Our thoughts . . . 10-25-07
The Tale of Two Terms
Nondisclosure and Due Diligence
These two very important terms deal with one issue that starts the transaction process and one that helps bring it to a close. Both may be unfamiliar yet both are critical to getting a sale completed. Let’s examine them individually in some detail to understand their importance.
All prospective buyers are required by EMA (and I’m sure any other broker, consultant, accountant or attorney who is representing a client in the sale of their practice) to sign a nondisclosure agreement before any personal information about the practice can be given out. The heart of this agreement states that the prospective buyer will not disclose any information about the subject practice to anyone other than their spouse and any professional advisors. Likewise, those advisors should be made aware that their client has signed such an agreement.
Our seller clients expect us to be a gatekeeper of the information about their practice. Obviously, they do not want patients, staff or the dental community to know that they are planning a sale and possibly a subsequent retirement. Patients may decide it is time to pick a new doctor and leave the practice prematurely. Additionally, referring doctors may decide to stop sending new patients. In short, the practice may begin to decline in spite of the Seller’s best efforts. Declining revenues translate into declining value. The old wartime phrase “loose lips sinks ships” can be directly applied to the sale of dental practices. The discussion about disclosure of the sale to staff members can be a very touchy subject as they have become like family. Withholding the listing of the practice for sale can seem unkind, but in our experience the “business as usual” approach is far kinder than finding out through the grapevine and wondering when and to whom the practice will be sold. In the vast majority of cases, the staff will co-operate well with the new doctor and they may have gone through considerable amounts of anxiety for nothing.
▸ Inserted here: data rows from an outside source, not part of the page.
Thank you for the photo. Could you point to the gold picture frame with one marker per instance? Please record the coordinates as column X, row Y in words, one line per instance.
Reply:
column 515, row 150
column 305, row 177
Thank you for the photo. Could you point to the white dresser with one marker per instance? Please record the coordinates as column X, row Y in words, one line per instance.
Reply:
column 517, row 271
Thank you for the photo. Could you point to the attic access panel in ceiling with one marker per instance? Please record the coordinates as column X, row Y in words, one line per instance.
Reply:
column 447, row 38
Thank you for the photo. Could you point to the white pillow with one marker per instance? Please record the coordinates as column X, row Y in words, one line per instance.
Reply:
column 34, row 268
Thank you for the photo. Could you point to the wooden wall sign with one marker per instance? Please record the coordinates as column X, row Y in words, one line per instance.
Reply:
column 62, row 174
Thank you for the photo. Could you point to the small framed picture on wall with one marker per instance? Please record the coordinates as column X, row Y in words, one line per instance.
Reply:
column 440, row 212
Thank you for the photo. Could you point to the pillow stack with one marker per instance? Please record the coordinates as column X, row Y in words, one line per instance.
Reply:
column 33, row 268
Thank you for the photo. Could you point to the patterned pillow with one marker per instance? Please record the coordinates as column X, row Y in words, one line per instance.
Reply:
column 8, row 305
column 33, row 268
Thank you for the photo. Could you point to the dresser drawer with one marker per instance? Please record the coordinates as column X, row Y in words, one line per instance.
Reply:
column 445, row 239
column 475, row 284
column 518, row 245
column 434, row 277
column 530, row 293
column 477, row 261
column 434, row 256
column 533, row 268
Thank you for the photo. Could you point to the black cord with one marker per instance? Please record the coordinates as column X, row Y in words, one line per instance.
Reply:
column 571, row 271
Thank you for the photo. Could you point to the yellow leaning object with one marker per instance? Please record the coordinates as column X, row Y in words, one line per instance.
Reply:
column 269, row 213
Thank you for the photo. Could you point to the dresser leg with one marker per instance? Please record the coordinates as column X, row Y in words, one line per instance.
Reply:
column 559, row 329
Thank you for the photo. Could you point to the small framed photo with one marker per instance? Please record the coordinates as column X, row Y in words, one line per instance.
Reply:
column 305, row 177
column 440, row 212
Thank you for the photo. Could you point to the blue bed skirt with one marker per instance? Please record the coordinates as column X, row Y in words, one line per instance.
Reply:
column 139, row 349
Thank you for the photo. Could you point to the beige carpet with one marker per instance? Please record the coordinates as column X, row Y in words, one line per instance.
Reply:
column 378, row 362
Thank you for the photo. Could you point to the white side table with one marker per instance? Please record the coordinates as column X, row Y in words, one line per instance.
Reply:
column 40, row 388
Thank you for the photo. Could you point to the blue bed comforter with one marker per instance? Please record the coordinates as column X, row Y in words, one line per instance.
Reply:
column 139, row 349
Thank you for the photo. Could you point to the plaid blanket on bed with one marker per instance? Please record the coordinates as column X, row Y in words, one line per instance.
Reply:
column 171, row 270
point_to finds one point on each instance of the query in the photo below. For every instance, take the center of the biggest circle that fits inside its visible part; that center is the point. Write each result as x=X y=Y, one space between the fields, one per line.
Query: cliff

A reverse effect of this agreement involves the prospective buyer. Often the buyer is in a situation where they have some risk of needlessly losing their job if their current employer finds out they are shopping for another practice. It is certainly in the prospect’s best interest to see that the nondisclosure agreement is respected. At EMA, we take this issue very seriously and consider all transactions confidential until after the closing. A breech of this agreement may terminate the sale and at the very least may have a negative impact on the transfer of goodwill between the parties.
The second subject involves the concept of “Due Diligence”. When a practice has been listed, certain information has been provided to the broker by their seller client. The buyer needs to understand that while the broker or other consultants may have analyzed that data, it has not been verified. That obligation rests with the buyer. After an offer to purchase has been accepted, the buyer has a reasonable period of time before closing to examine the practice and its records to be certain that what has been represented is in fact there. Lenders familiar with dental practice sales will sometimes provide checklists to their buyer clients. After assurance that items such as patient counts, deposits, accuracy of Federal Tax returns, liens and leases are acceptable, the parties can move towards the signing of a purchase and sale agreement and a final closing.
No sale will get started without an understanding and commitment to nondisclosure and no closing should ever occur without reasonable due diligence. To do otherwise would be risky and unprofessional.